OpenMCF logoOpenMCF

Loading...

GCP Dataproc Cluster

Deploys a standard (GCE-based) Google Cloud Dataproc cluster for running Apache Spark, Hadoop, and related data processing frameworks. The component supports master/worker node configuration, optional spot secondary workers for cost optimization, software component selection, CMEK encryption, and automatic lifecycle management for ephemeral clusters.

What Gets Created

When you deploy a GcpDataprocCluster resource, OpenMCF provisions:

  • Dataproc Cluster — a google_dataproc_cluster resource with master nodes, primary workers, and optional secondary (spot/preemptible) workers
  • GCS Staging Bucket — auto-created by GCP if not specified; stores job dependencies and intermediate data
  • GCS Temp Bucket — auto-created by GCP if not specified; stores ephemeral shuffle and spill data
  • Component Gateway Endpoints — authenticated HTTPS URLs for Spark UI, YARN ResourceManager, HDFS NameNode, Jupyter, and other web UIs (when endpointConfig.enableHttpPortAccess is true)

Prerequisites

  • GCP credentials configured via environment variables or OpenMCF provider config
  • A GCP project with the Dataproc API enabled (dataproc.googleapis.com)
  • VPC network or subnetwork if specifying custom networking (otherwise GCP uses the default network)
  • A service account with Dataproc Worker role if using a custom service account
  • A Cloud KMS key if enabling CMEK encryption for persistent disks
  • Initialization scripts in GCS if using init actions

Quick Start

Create a file dataproc.yaml:

apiVersion: gcp.openmcf.org/v1
kind: GcpDataprocCluster
metadata:
  name: my-spark-cluster
  labels:
    openmcf.org/provisioner: pulumi
    pulumi.openmcf.org/organization: my-org
    pulumi.openmcf.org/project: my-project
    pulumi.openmcf.org/stack.name: dev.GcpDataprocCluster.my-spark-cluster
spec:
  projectId:
    value: "my-gcp-project"
  region: us-central1
  clusterName: my-spark-cluster
  clusterConfig:
    masterConfig:
      machineType: n2-standard-4
    workerConfig:
      numInstances: 2
      machineType: n2-standard-4
    softwareConfig:
      imageVersion: "2.2-debian12"
    endpointConfig:
      enableHttpPortAccess: true
    lifecycleConfig:
      idleDeleteTtl: "1800s"

Deploy:

openmcf apply -f dataproc.yaml

This creates a Dataproc cluster with 1 master, 2 workers, Spark 3.5, Component Gateway enabled, and auto-delete after 30 minutes idle.

Configuration Reference

Required Fields

FieldTypeDescriptionValidation
projectIdStringValueOrRefGCP project where the cluster is created.Required
projectId.valuestringDirect project ID value—
projectId.valueFromobjectForeign key reference to a GcpProject resourceDefault kind: GcpProject
regionstringGCP region for the cluster (e.g., us-central1).Required
clusterNamestringCluster name.
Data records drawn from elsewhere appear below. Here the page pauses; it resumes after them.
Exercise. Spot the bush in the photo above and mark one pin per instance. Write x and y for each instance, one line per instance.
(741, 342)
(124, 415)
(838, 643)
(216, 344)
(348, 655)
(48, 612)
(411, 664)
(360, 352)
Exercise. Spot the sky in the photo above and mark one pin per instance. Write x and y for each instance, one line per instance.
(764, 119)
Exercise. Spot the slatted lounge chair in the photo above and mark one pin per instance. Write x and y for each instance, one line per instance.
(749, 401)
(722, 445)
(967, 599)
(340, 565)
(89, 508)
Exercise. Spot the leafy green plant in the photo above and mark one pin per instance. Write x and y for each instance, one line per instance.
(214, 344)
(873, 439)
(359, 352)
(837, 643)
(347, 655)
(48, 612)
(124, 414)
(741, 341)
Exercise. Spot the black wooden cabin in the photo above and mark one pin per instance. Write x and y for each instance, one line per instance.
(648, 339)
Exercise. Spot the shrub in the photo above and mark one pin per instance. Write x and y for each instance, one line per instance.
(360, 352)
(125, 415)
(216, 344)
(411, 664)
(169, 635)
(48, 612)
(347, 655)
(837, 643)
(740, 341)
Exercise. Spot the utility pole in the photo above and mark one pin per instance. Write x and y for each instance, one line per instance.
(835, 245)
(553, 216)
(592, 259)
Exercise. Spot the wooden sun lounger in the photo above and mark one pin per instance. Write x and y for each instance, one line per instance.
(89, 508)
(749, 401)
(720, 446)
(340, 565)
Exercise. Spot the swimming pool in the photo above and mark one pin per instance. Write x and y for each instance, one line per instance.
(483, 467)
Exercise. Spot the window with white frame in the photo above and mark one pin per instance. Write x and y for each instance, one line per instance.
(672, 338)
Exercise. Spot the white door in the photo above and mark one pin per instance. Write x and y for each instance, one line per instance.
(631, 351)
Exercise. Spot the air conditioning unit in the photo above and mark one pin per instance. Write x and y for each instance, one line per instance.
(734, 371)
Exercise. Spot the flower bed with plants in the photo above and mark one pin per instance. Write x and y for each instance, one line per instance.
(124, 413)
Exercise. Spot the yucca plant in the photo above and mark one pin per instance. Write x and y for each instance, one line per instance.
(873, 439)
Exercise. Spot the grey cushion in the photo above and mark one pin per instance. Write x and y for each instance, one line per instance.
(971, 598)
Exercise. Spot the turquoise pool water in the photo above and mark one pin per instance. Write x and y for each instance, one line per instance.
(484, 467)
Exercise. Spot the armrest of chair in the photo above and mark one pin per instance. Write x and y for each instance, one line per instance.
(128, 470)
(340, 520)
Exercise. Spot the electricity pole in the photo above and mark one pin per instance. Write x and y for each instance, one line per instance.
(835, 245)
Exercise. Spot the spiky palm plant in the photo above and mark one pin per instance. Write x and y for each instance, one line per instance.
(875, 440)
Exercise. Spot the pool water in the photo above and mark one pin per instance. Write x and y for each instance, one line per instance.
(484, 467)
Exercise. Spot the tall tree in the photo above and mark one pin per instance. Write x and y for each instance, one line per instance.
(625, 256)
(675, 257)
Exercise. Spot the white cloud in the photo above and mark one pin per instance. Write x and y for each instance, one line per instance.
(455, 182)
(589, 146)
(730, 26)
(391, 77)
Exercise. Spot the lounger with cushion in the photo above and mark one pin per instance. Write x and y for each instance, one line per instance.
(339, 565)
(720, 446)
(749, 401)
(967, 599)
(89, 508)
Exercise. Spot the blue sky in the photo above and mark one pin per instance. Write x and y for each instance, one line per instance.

Lowercase letters, numbers, hyphens.2-55 chars, ^[a-z][a-z0-9-]{0,53}[a-z0-9]$

Optional Fields

FieldTypeDefaultDescription
gracefulDecommissionTimeoutstring"0s"Duration for YARN graceful decommissioning during scale-down (e.g., "3600s").
clusterConfig.stagingBucketStringValueOrRefAuto-createdGCS bucket for staging job dependencies. Can reference a GcpGcsBucket.
clusterConfig.tempBucketStringValueOrRefAuto-createdGCS bucket for ephemeral data. Can reference a GcpGcsBucket.
clusterConfig.gceConfig.networkStringValueOrRefDefault VPCVPC network for nodes. Mutually exclusive with subnetwork. Can reference GcpVpc.
clusterConfig.gceConfig.subnetworkStringValueOrRef—VPC subnetwork for nodes. Mutually exclusive with network. Can reference GcpSubnetwork.
clusterConfig.gceConfig.serviceAccountStringValueOrRefDefault CE SAService account for node VMs. Can reference GcpServiceAccount.
clusterConfig.gceConfig.zonestringAuto-selectedZone within region for node placement.
clusterConfig.gceConfig.internalIpOnlyboolfalseRestrict nodes to internal IP addresses only.
clusterConfig.gceConfig.tagsstring[][]GCE network tags for firewall targeting.
clusterConfig.gceConfig.metadatamap{}Instance metadata key-value pairs.
clusterConfig.masterConfig.numInstancesint1Number of masters. Use 3 for HA mode.
clusterConfig.masterConfig.machineTypestringGCP defaultMachine type (e.g., n2-standard-4).
clusterConfig.masterConfig.diskConfig.bootDiskSizeGbint500Boot disk size in GB (min 10).
clusterConfig.masterConfig.diskConfig.bootDiskTypestringpd-standardDisk type: pd-standard, pd-ssd, pd-balanced.
clusterConfig.masterConfig.diskConfig.numLocalSsdsint0Local SSDs (375 GB each).
clusterConfig.masterConfig.acceleratorsobject[][]GPU/TPU accelerators (acceleratorType, acceleratorCount).
clusterConfig.workerConfig.numInstancesint2Number of primary workers.
clusterConfig.workerConfig.machineTypestringGCP defaultMachine type for workers.
clusterConfig.workerConfig.minNumInstancesint—Minimum workers for autoscaling.
clusterConfig.workerConfig.diskConfigobject—Same structure as master disk config.
clusterConfig.workerConfig.acceleratorsobject[][]GPU/TPU accelerators on workers.
clusterConfig.secondaryWorkerConfig.numInstancesint0Number of secondary (spot/preemptible) workers.
clusterConfig.secondaryWorkerConfig.preemptibilitystringPREEMPTIBLESPOT, PREEMPTIBLE, or NON_PREEMPTIBLE.
clusterConfig.secondaryWorkerConfig.diskConfigobject—Disk config for secondary workers.
clusterConfig.softwareConfig.imageVersionstringLatest stableDataproc image version (e.g., 2.2-debian12).
clusterConfig.softwareConfig.optionalComponentsstring[][]Components: JUPYTER, DOCKER, PRESTO, ZEPPELIN, FLINK, TRINO.
clusterConfig.softwareConfig.propertiesmap{}Hadoop/Spark/YARN property overrides (e.g., "spark:spark.executor.memory": "4g").
clusterConfig.initializationActionsobject[][]Startup scripts (script GCS URI, optional timeoutSec).
clusterConfig.autoscalingPolicyUristring—URI of a Dataproc autoscaling policy resource.
clusterConfig.encryptionKmsKeyNameStringValueOrRefGoogle-managedCloud KMS key for CMEK disk encryption. Can reference GcpKmsKey.
clusterConfig.endpointConfig.enableHttpPortAccessboolfalseEnable Component Gateway for web UI access.
clusterConfig.lifecycleConfig.idleDeleteTtlstring—Auto-delete after idle (e.g., "1800s" for 30 min).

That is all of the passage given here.